充電終わったらキスしよう





あたしは迷わず教壇へと向かった。

昨日本を徹夜で読んでいたと、今日の補習の最初に言っていたスーさんは教卓で寝そうだった。

寝てる場合じゃねんだよおい。


「あのっ」


あたしが寝かけているスーさんの耳元で声を上げると、スーさんはビックゥッ!と飛び起きた。

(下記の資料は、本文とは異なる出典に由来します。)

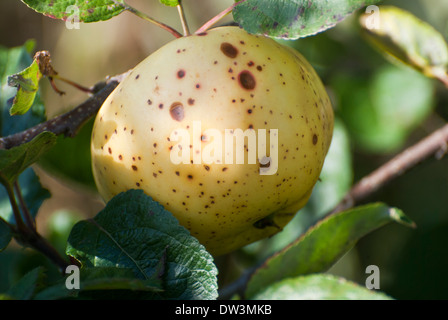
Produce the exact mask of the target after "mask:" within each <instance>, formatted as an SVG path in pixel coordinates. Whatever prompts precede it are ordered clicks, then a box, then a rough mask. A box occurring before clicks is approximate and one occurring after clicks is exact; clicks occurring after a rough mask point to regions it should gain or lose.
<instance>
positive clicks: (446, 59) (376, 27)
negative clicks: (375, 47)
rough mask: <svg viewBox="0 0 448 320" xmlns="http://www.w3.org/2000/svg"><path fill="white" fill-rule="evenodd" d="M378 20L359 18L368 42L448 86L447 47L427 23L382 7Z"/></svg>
mask: <svg viewBox="0 0 448 320" xmlns="http://www.w3.org/2000/svg"><path fill="white" fill-rule="evenodd" d="M378 14H379V20H378V23H377V24H375V23H373V22H374V21H372V19H373V17H371V16H370V15H368V14H364V15H362V16H361V18H360V22H361V25H362V27H363V28H364V31H365V35H366V37H367V39H368V40H369V41H370V42H371V43H372V44H373V45H374V46H375V47H377V48H378V49H380V51H381V52H383V53H385V54H386V55H387V56H389V57H392V58H393V61H397V60H398V61H400V62H402V63H404V64H406V65H408V66H411V67H413V68H415V69H417V70H418V71H420V72H422V73H423V74H425V75H426V76H428V77H432V78H437V79H439V80H441V81H442V82H444V83H445V84H446V85H447V86H448V44H447V42H446V41H445V39H444V37H443V35H442V34H441V33H439V32H438V31H437V30H436V29H435V28H433V27H432V26H431V25H429V24H428V23H426V22H424V21H422V20H420V19H418V18H417V17H416V16H414V15H413V14H411V13H410V12H407V11H405V10H403V9H400V8H396V7H393V6H381V7H380V11H379V13H378Z"/></svg>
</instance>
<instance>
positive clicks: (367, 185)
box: [329, 124, 448, 214]
mask: <svg viewBox="0 0 448 320" xmlns="http://www.w3.org/2000/svg"><path fill="white" fill-rule="evenodd" d="M447 151H448V124H446V125H445V126H444V127H442V128H440V129H438V130H436V131H434V132H433V133H432V134H430V135H429V136H428V137H426V138H424V139H423V140H421V141H420V142H418V143H417V144H415V145H413V146H411V147H409V148H408V149H406V150H404V151H403V152H402V153H400V154H398V155H397V156H395V157H394V158H393V159H391V160H390V161H388V162H387V163H385V164H384V165H382V166H381V167H379V168H378V169H376V170H375V171H373V172H372V173H371V174H369V175H367V176H366V177H364V178H362V179H361V180H360V181H359V182H358V183H356V184H355V185H354V186H353V187H352V188H351V189H350V191H349V192H348V193H347V194H346V196H345V197H344V198H343V199H342V201H341V202H340V203H339V204H338V205H337V206H336V207H335V208H334V209H333V210H332V211H331V212H330V213H329V214H333V213H337V212H341V211H344V210H347V209H350V208H352V207H354V206H355V205H356V204H357V203H359V202H361V201H362V200H364V199H365V198H367V197H368V196H370V195H372V194H373V193H374V192H376V191H377V190H378V189H380V188H382V187H384V186H385V185H386V184H388V183H389V182H390V181H392V180H394V179H396V178H397V177H399V176H401V175H403V174H404V173H406V172H408V171H409V170H410V169H412V168H414V167H415V166H416V165H417V164H419V163H421V162H422V161H424V160H426V159H428V158H429V157H432V156H435V157H436V158H437V159H441V158H442V157H443V156H444V155H445V154H446V153H447Z"/></svg>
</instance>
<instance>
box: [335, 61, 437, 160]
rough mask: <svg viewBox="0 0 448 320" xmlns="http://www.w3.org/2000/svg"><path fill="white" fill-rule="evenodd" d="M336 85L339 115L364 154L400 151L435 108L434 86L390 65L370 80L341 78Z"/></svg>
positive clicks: (340, 75) (385, 66)
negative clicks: (415, 129)
mask: <svg viewBox="0 0 448 320" xmlns="http://www.w3.org/2000/svg"><path fill="white" fill-rule="evenodd" d="M332 85H333V88H334V89H335V92H336V95H337V96H338V106H339V108H338V113H339V115H340V117H341V119H342V120H343V121H344V123H345V124H346V126H347V128H348V130H349V132H350V134H351V137H352V138H353V140H354V142H355V143H356V146H357V147H358V148H359V149H361V150H362V151H367V152H374V153H391V152H395V151H396V150H398V149H400V148H401V147H402V146H403V145H404V143H405V142H406V140H407V138H408V136H409V135H410V134H411V133H412V131H413V130H414V129H415V128H416V127H417V126H418V125H419V124H421V123H422V122H423V121H424V120H425V119H426V117H427V116H428V115H429V114H430V112H431V111H432V109H433V107H434V94H433V93H434V84H433V83H432V81H431V80H430V79H428V78H427V77H425V76H423V75H421V74H420V73H418V72H416V71H414V70H412V69H410V68H403V67H401V68H400V67H397V66H394V65H391V64H386V65H385V66H382V67H379V68H378V70H377V71H376V72H375V73H374V74H373V76H372V78H370V79H366V78H365V77H361V76H359V77H350V76H347V75H339V76H337V77H336V78H335V79H333V80H332Z"/></svg>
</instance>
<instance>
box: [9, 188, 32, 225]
mask: <svg viewBox="0 0 448 320" xmlns="http://www.w3.org/2000/svg"><path fill="white" fill-rule="evenodd" d="M14 190H15V192H16V196H17V199H18V200H19V205H20V209H22V215H23V217H24V219H25V224H26V226H27V227H28V228H29V229H31V230H32V231H36V224H35V223H34V220H33V217H32V216H31V213H30V211H29V210H28V206H27V205H26V203H25V199H23V196H22V191H21V189H20V186H19V181H18V180H16V181H15V182H14Z"/></svg>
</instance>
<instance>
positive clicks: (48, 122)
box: [0, 72, 128, 149]
mask: <svg viewBox="0 0 448 320" xmlns="http://www.w3.org/2000/svg"><path fill="white" fill-rule="evenodd" d="M127 73H128V72H126V73H123V74H120V75H118V76H115V77H111V78H108V79H107V80H106V81H104V82H100V83H97V84H96V85H95V86H93V88H92V90H93V92H94V94H93V95H92V96H91V97H90V98H89V99H87V100H86V101H85V102H83V103H82V104H80V105H79V106H78V107H76V108H74V109H73V110H71V111H69V112H67V113H64V114H62V115H59V116H56V117H54V118H53V119H50V120H48V121H46V122H43V123H40V124H38V125H36V126H34V127H31V128H29V129H27V130H25V131H21V132H18V133H15V134H12V135H9V136H6V137H1V138H0V149H10V148H12V147H16V146H19V145H21V144H23V143H26V142H29V141H31V140H32V139H33V138H34V137H35V136H37V135H38V134H40V133H42V132H44V131H50V132H53V133H54V134H56V135H61V134H64V135H65V136H67V137H74V136H75V135H76V134H77V132H78V130H79V129H80V128H81V127H82V126H83V125H84V124H85V123H86V122H87V120H89V119H90V118H91V117H92V116H94V115H95V114H96V113H97V112H98V110H99V108H100V107H101V105H102V104H103V102H104V101H105V100H106V99H107V97H108V96H109V95H110V94H111V93H112V91H113V90H114V89H115V88H116V87H117V85H118V84H119V83H120V82H121V81H122V80H123V78H124V77H125V76H126V75H127Z"/></svg>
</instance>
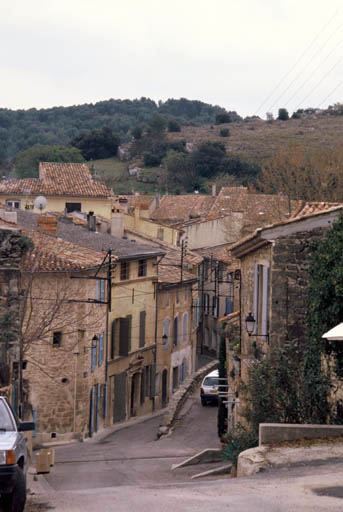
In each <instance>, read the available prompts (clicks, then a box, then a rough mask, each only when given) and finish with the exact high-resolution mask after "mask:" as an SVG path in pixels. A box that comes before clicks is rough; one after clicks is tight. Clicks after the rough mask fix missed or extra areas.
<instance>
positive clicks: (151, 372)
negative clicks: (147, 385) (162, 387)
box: [150, 364, 156, 398]
mask: <svg viewBox="0 0 343 512" xmlns="http://www.w3.org/2000/svg"><path fill="white" fill-rule="evenodd" d="M150 370H151V372H150V398H154V396H155V389H156V365H155V364H153V365H151V366H150Z"/></svg>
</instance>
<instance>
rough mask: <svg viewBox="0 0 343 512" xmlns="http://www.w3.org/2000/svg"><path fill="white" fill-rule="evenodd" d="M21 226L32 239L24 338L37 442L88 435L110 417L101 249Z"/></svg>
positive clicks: (25, 293) (104, 305) (104, 306)
mask: <svg viewBox="0 0 343 512" xmlns="http://www.w3.org/2000/svg"><path fill="white" fill-rule="evenodd" d="M48 219H49V218H48ZM53 220H54V221H55V223H56V219H53ZM50 231H51V226H50ZM22 233H23V234H25V235H26V236H28V237H29V238H30V239H31V240H32V241H33V243H34V249H33V251H31V252H29V253H27V255H26V256H25V258H24V260H23V265H22V269H21V286H22V290H23V309H24V314H23V317H22V327H21V343H22V358H23V360H24V361H25V365H24V366H23V370H22V373H23V384H24V392H25V393H26V400H25V403H26V406H28V408H29V409H30V411H31V413H32V417H33V419H34V421H35V422H36V432H35V441H36V443H41V442H48V441H51V440H52V439H55V440H57V441H59V440H67V439H70V438H71V437H87V436H89V435H92V434H93V432H96V431H97V430H98V429H100V428H102V426H103V425H104V421H105V417H106V402H105V401H106V358H105V343H106V318H107V315H106V305H105V304H104V302H105V300H106V297H105V287H104V286H103V283H104V280H103V279H101V278H102V277H105V275H106V273H105V270H102V269H101V264H102V261H103V259H104V253H103V252H101V251H95V250H90V249H88V248H87V249H86V248H84V247H82V246H78V245H75V244H73V243H71V242H66V241H64V240H58V239H56V237H53V236H51V235H50V234H49V235H48V234H45V233H44V232H37V231H31V230H27V229H25V228H22ZM99 269H100V270H99ZM95 275H96V277H97V278H96V279H95ZM102 295H103V296H102ZM99 299H102V301H101V300H100V302H103V303H102V304H100V303H96V301H99ZM93 301H94V302H93Z"/></svg>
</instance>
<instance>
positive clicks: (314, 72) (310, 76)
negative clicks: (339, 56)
mask: <svg viewBox="0 0 343 512" xmlns="http://www.w3.org/2000/svg"><path fill="white" fill-rule="evenodd" d="M341 27H342V25H341ZM341 44H342V41H340V42H339V43H338V45H337V46H335V48H334V49H333V50H332V51H331V52H330V53H328V55H326V57H324V59H323V60H322V61H321V62H320V63H319V64H318V66H317V67H316V68H315V69H314V70H313V71H312V73H310V75H309V76H308V77H307V78H306V80H305V81H304V82H303V83H302V84H301V86H300V87H298V89H296V91H295V93H294V94H293V95H292V96H291V97H290V98H289V100H288V101H287V102H286V103H285V107H287V105H288V104H289V103H290V102H291V101H292V99H293V98H294V97H295V96H296V95H297V94H298V92H299V91H300V90H301V89H302V88H303V87H304V85H306V84H307V81H308V80H309V79H310V78H312V76H313V75H314V74H315V73H316V72H317V71H318V69H319V68H320V66H321V65H322V64H323V63H325V62H326V61H327V59H328V58H329V57H330V56H331V55H332V54H333V53H334V52H335V51H336V50H337V48H338V47H339V46H340V45H341Z"/></svg>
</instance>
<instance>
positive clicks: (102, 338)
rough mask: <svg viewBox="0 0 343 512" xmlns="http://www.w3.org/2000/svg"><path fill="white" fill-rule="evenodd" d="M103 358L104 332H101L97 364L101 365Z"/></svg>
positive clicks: (99, 340) (99, 341)
mask: <svg viewBox="0 0 343 512" xmlns="http://www.w3.org/2000/svg"><path fill="white" fill-rule="evenodd" d="M103 360H104V333H101V334H100V336H99V358H98V365H99V366H101V365H102V362H103Z"/></svg>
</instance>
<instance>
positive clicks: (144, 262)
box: [138, 260, 146, 277]
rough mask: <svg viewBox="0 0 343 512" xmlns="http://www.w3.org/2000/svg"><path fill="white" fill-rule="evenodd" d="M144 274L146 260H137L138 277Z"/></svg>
mask: <svg viewBox="0 0 343 512" xmlns="http://www.w3.org/2000/svg"><path fill="white" fill-rule="evenodd" d="M144 276H146V260H138V277H144Z"/></svg>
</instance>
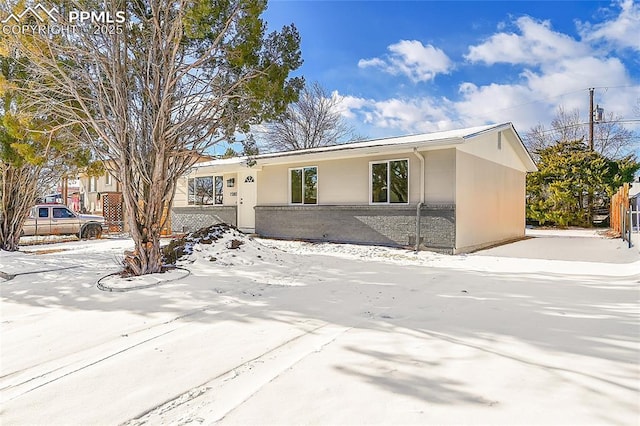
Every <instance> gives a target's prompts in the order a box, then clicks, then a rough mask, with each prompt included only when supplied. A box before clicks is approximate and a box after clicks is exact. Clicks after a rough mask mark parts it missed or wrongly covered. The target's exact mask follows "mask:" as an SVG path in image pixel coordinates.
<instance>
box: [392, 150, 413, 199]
mask: <svg viewBox="0 0 640 426" xmlns="http://www.w3.org/2000/svg"><path fill="white" fill-rule="evenodd" d="M408 163H409V162H408V161H407V160H402V161H389V172H390V173H389V186H390V187H391V194H390V195H391V200H390V202H391V203H406V202H407V200H408V199H409V173H408V171H409V164H408Z"/></svg>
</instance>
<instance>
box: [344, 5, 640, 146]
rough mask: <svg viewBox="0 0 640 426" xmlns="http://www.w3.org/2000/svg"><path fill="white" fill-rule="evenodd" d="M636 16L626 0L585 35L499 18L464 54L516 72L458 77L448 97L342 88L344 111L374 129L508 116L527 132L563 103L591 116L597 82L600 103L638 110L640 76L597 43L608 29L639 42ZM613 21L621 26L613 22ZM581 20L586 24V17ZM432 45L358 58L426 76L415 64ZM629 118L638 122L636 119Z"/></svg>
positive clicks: (585, 114) (400, 127) (412, 43)
mask: <svg viewBox="0 0 640 426" xmlns="http://www.w3.org/2000/svg"><path fill="white" fill-rule="evenodd" d="M637 16H638V5H637V4H633V3H632V2H630V1H626V2H625V3H622V8H621V11H620V12H619V13H618V14H617V15H616V16H615V17H613V18H611V19H610V20H609V21H607V22H603V23H600V24H597V25H593V26H591V27H590V30H591V32H590V33H589V36H588V37H587V35H586V34H585V33H581V38H580V39H575V38H573V37H571V36H569V35H567V34H564V33H561V32H558V31H554V30H553V29H552V27H551V23H550V22H548V21H539V20H535V19H533V18H531V17H520V18H518V19H516V20H515V21H513V22H512V23H511V24H509V25H500V26H499V28H498V30H497V31H496V33H495V34H494V35H492V36H491V37H489V38H488V39H486V40H484V41H482V42H480V43H478V44H476V45H473V46H470V47H469V51H468V54H467V55H466V56H465V58H466V59H467V60H468V61H469V66H470V67H478V68H480V67H479V65H482V66H485V65H486V66H491V65H494V64H497V63H508V64H512V65H514V68H515V69H516V70H518V68H519V70H518V71H516V72H519V74H515V75H514V74H513V73H509V74H506V75H505V76H504V78H503V77H497V78H496V79H495V80H494V82H492V83H489V84H482V85H481V84H478V83H477V82H474V81H473V80H470V81H461V82H460V83H459V84H458V94H457V95H455V96H452V97H451V98H446V97H433V96H429V95H426V94H424V93H416V95H415V97H405V98H398V97H391V98H387V99H365V98H355V97H350V96H344V99H345V102H346V104H345V105H346V106H345V111H344V115H345V117H347V118H349V119H350V120H353V121H354V122H356V121H358V122H360V123H361V124H362V123H364V125H366V126H368V127H369V129H370V131H371V133H374V134H373V135H371V136H378V135H380V134H383V135H385V136H386V135H390V134H396V135H397V134H401V133H405V134H406V133H417V132H433V131H438V130H446V129H450V128H455V127H464V126H475V125H481V124H486V123H501V122H506V121H511V122H513V123H514V124H515V125H516V128H518V129H519V130H520V131H521V132H523V133H524V132H526V131H528V130H529V129H530V128H531V127H533V126H535V125H536V124H538V123H544V124H548V123H549V122H550V121H551V119H552V118H553V116H554V115H555V114H556V111H557V108H558V106H560V105H562V106H563V107H564V108H565V109H566V110H573V109H576V108H577V109H578V110H579V111H580V115H581V117H582V118H583V120H585V121H586V120H587V117H588V113H587V110H588V107H589V96H588V90H587V89H588V88H589V87H596V92H595V95H596V97H595V100H596V103H599V104H600V106H603V107H604V108H605V112H606V113H613V114H614V115H616V116H622V117H624V118H627V119H629V118H637V117H636V116H635V115H634V113H633V108H634V106H635V105H636V104H637V102H638V99H640V84H638V82H637V79H634V78H633V77H631V75H630V72H629V69H628V68H627V67H626V66H625V64H624V63H623V62H622V60H621V59H619V58H618V57H616V56H615V54H613V53H614V52H612V51H611V50H610V49H609V50H606V49H602V45H596V44H594V42H598V43H599V42H600V41H601V40H602V39H604V38H605V37H606V39H607V40H610V41H617V42H618V43H621V41H620V40H626V39H627V37H628V38H629V39H634V40H635V43H636V44H637V42H638V40H640V36H638V35H637V34H630V33H629V31H631V30H630V26H629V25H628V24H627V23H628V22H634V24H633V25H635V29H636V32H637V28H640V25H639V24H637V23H635V22H636V21H633V19H637ZM616 23H620V24H619V25H620V26H619V27H616V26H615V25H614V24H616ZM514 25H515V32H507V30H506V28H513V26H514ZM577 25H578V26H580V25H582V26H583V27H582V28H585V27H584V25H587V24H577ZM579 29H580V28H579ZM428 48H431V49H435V48H433V46H423V45H422V44H421V43H419V42H416V41H401V42H399V43H397V44H394V45H391V46H389V51H390V52H391V53H390V55H389V56H387V57H384V58H372V59H368V60H361V61H360V63H359V66H360V67H362V68H365V67H378V68H382V69H384V70H385V71H386V72H389V73H392V74H404V75H407V76H410V77H411V78H412V80H414V81H421V80H420V77H419V76H420V74H419V73H418V71H417V70H418V69H420V67H421V66H424V67H426V62H424V61H423V62H421V60H422V58H426V57H427V56H428V55H424V54H423V55H421V54H420V52H424V51H425V50H428ZM434 51H437V49H435V50H434ZM445 57H446V56H445ZM442 64H443V68H442V69H446V70H450V69H451V61H450V60H449V58H446V61H445V62H443V63H442ZM444 64H446V67H445V66H444ZM432 65H433V64H432ZM432 72H433V71H432ZM478 72H484V71H483V70H480V71H478ZM434 75H435V74H434ZM429 76H430V75H429V74H425V76H424V78H426V79H428V78H432V76H431V77H429ZM607 87H608V88H610V89H607ZM627 126H628V127H629V128H631V129H638V128H639V126H637V125H634V124H633V123H629V124H627ZM362 133H366V132H362Z"/></svg>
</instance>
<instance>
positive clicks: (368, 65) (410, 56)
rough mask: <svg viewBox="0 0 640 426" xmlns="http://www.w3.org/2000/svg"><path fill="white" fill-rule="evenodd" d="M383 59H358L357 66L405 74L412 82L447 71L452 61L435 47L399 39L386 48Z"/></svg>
mask: <svg viewBox="0 0 640 426" xmlns="http://www.w3.org/2000/svg"><path fill="white" fill-rule="evenodd" d="M387 49H388V50H389V52H390V54H389V55H386V56H385V58H384V59H382V58H371V59H360V61H358V67H360V68H367V67H375V68H380V69H382V70H383V71H385V72H387V73H389V74H392V75H405V76H407V77H409V78H410V79H411V81H413V82H414V83H417V82H421V81H429V80H432V79H433V78H434V77H435V76H436V75H437V74H446V73H448V72H449V71H450V70H451V68H452V66H453V62H452V61H451V59H449V57H448V56H447V55H446V54H445V53H444V52H443V51H442V50H441V49H438V48H437V47H434V46H432V45H430V44H427V45H426V46H425V45H423V44H422V43H421V42H419V41H417V40H400V41H399V42H398V43H395V44H392V45H390V46H388V48H387Z"/></svg>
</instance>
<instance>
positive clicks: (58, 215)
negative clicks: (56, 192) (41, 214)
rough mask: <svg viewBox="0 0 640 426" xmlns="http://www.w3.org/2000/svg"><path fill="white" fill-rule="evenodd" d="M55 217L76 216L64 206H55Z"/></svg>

しかもガタガタンッ!とそのまま後ろに倒れてしまってもうなんだコイツめんどくせぇ!

クラスメイトがその音に気が付いて、「なにやってんのー」と笑いだす。

慌てて起き上がるスーさんは、今日も後頭部をさすっている。

そのままヘタレが治ればいいのに。


あたしもお節介が治ればいいのに。


「なっ、なんだ朝倉か…!ビビった…しんけんビビった…」

「そろそろ補習終わりますよね、さっさと終わってくれませんか。」

「はあ!?」

「そんでスーさん、藍さんとこ行ってください。」

「なんッ……!?」


「藍さんって誰だ!」とみんなが興味津々で寄ってくる。

だがしかし今のあたしはスルースキルのプロだ、全部スルーを決め込んだ。


「いい加減なんとかしてください補習の間に寝るとか信じられないんですけどそれでも先生ですかいいんですかクビになってもいいんですか。」

「うっ……!!」


「そうだぞセンセー!」とかみんなが野次を飛ばす。


ホントの事情が言えないから、思いつく限りの説得だった。